At 10 p.m., Transit Lounge was relatively empty for a Spam Allstars show. The patio stage sat empty in front of the street art laden walls. Gear was set up on the stage inside, including a familiar Moog and Orange half stack, but the band was nowhere. Folks dropped in little by little and by the time Spam took the stage, there was a crowd itching to get down.
The Spam Allstars got going at 11:30 p.m. They pulled out some interesting stops, too. They performed a Spammed out version of “El Macinero,” and a short break with Peter Tosh’s “Legalize It.”
There was a good string of reggae-styled tunes, with singer/timbalero Tomas Diaz spitting some ragga-style spanglish passages, including shouts to Heili Silasi and cries of “Jah Rastafari.”
Spam took a break after about a half hour. When they stopped, Dopapod switched on inside.
Dopapod threw down some nasty tunes.
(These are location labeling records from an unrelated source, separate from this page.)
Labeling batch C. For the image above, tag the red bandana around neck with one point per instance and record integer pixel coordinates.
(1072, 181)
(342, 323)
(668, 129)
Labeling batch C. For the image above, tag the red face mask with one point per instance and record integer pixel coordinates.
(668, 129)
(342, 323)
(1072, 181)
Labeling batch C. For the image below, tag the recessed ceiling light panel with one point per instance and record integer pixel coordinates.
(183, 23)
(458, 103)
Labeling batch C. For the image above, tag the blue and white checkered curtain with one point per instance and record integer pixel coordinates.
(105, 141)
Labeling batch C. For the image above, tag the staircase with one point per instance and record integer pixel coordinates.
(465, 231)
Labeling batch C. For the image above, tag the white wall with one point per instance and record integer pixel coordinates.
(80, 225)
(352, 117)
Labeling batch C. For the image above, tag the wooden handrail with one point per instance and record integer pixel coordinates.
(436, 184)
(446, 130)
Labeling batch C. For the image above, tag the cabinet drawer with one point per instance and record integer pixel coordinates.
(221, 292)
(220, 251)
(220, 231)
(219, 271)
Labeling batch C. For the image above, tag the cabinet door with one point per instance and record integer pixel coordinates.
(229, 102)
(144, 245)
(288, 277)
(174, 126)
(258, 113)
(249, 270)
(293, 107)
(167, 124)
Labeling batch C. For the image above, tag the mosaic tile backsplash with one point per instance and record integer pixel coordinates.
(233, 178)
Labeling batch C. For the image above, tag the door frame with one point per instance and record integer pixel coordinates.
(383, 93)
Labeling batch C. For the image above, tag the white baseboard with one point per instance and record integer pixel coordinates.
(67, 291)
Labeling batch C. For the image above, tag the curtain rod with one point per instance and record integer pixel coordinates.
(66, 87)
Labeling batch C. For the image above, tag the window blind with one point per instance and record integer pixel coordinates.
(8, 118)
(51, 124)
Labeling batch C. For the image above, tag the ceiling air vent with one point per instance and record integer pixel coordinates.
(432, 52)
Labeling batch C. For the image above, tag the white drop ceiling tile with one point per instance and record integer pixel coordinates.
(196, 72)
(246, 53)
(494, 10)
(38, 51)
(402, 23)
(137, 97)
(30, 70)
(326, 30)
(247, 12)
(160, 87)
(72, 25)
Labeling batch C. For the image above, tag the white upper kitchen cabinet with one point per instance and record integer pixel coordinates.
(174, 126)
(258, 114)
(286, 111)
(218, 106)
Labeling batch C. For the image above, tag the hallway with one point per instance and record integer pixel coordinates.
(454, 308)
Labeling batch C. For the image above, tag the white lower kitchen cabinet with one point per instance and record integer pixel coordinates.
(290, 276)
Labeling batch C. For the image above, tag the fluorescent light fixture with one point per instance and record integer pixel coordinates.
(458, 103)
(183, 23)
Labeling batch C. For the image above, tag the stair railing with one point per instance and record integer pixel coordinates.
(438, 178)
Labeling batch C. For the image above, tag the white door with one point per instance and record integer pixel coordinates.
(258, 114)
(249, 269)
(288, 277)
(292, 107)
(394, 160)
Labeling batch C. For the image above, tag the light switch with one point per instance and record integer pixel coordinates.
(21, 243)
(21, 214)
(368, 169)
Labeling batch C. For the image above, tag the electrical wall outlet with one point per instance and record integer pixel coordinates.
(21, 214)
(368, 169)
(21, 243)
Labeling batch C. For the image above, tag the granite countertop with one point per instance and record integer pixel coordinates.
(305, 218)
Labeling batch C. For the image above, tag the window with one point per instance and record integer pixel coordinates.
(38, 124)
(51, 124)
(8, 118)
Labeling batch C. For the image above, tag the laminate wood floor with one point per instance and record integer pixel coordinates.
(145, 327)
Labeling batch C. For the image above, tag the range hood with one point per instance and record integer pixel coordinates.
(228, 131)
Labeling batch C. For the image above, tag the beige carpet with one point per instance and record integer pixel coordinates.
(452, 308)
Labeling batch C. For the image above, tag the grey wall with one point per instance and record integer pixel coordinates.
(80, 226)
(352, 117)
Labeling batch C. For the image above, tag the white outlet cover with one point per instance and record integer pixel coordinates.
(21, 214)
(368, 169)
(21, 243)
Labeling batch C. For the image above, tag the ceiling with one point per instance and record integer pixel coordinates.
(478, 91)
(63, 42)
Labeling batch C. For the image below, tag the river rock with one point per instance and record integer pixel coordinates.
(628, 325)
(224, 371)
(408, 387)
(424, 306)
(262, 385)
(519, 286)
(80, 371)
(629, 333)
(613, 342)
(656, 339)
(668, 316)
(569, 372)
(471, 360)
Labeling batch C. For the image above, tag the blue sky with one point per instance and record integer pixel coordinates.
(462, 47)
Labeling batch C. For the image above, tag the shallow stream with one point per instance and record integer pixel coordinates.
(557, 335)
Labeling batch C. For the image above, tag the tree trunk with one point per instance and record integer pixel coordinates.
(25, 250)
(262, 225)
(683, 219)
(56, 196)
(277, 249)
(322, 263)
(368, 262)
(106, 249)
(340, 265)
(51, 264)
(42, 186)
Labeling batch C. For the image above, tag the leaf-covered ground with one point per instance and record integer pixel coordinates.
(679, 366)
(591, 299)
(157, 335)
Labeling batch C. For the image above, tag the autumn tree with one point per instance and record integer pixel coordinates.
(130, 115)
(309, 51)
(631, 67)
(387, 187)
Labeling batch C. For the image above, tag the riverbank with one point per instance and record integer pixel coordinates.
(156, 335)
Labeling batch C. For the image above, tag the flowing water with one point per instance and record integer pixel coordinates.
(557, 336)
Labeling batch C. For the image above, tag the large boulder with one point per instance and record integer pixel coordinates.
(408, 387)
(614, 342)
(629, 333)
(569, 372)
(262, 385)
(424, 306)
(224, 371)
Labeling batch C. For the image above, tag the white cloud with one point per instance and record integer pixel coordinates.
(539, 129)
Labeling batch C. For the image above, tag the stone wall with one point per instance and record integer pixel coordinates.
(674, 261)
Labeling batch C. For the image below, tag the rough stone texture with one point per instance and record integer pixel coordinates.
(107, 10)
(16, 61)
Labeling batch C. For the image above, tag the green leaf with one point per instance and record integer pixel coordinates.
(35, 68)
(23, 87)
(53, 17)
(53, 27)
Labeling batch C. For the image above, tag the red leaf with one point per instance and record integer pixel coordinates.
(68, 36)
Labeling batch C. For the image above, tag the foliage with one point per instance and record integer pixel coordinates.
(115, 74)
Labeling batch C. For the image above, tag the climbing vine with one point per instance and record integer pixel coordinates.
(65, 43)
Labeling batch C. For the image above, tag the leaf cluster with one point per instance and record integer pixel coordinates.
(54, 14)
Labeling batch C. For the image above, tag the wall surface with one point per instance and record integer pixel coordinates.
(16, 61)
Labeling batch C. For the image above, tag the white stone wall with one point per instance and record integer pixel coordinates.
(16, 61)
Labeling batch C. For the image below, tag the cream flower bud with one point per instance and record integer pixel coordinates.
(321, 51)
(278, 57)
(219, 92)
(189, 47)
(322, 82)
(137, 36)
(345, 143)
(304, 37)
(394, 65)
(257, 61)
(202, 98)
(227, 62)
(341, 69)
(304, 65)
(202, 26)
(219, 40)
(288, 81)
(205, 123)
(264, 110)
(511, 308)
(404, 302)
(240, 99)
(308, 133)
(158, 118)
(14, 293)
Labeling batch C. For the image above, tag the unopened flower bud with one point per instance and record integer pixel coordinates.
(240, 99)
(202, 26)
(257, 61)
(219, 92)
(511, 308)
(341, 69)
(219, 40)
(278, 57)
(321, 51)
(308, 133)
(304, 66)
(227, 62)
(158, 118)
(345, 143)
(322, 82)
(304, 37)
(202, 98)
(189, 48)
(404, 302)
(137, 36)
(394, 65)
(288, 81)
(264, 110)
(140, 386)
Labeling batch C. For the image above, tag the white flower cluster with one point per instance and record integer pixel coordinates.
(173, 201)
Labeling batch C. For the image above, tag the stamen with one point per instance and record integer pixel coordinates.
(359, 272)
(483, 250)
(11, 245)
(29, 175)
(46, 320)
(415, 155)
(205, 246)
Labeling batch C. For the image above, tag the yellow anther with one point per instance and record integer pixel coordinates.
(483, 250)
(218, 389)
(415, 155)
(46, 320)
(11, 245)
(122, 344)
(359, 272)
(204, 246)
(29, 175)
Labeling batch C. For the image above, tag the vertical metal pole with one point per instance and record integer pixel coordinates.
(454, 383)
An all-instrumental set featured some serious chops from each of the four players. The first set was short, about half an hour long, and consisted of entirely new material, most of which will be featured on their upcoming second album, “Drawn Onward,” due out this summer. The only tune not part of the new album was the set closer, “Blast,” because it was written only a week and a half ago.
“It’s still a baby,” said guitarist Rob Compa.
For only having been around for three and a half years, Dopapod has managed to garner attention through relentless touring for the past year and a half. This is their fourth visit to Florida, but breaking out in Miami has been no easy task.
“In the towns outside Miami [the music] crushes,” said organist Eli Winderman. “In Miami it’s a little tougher.” A couple minutes later, a man in a red shirt walks by and recognizes the players.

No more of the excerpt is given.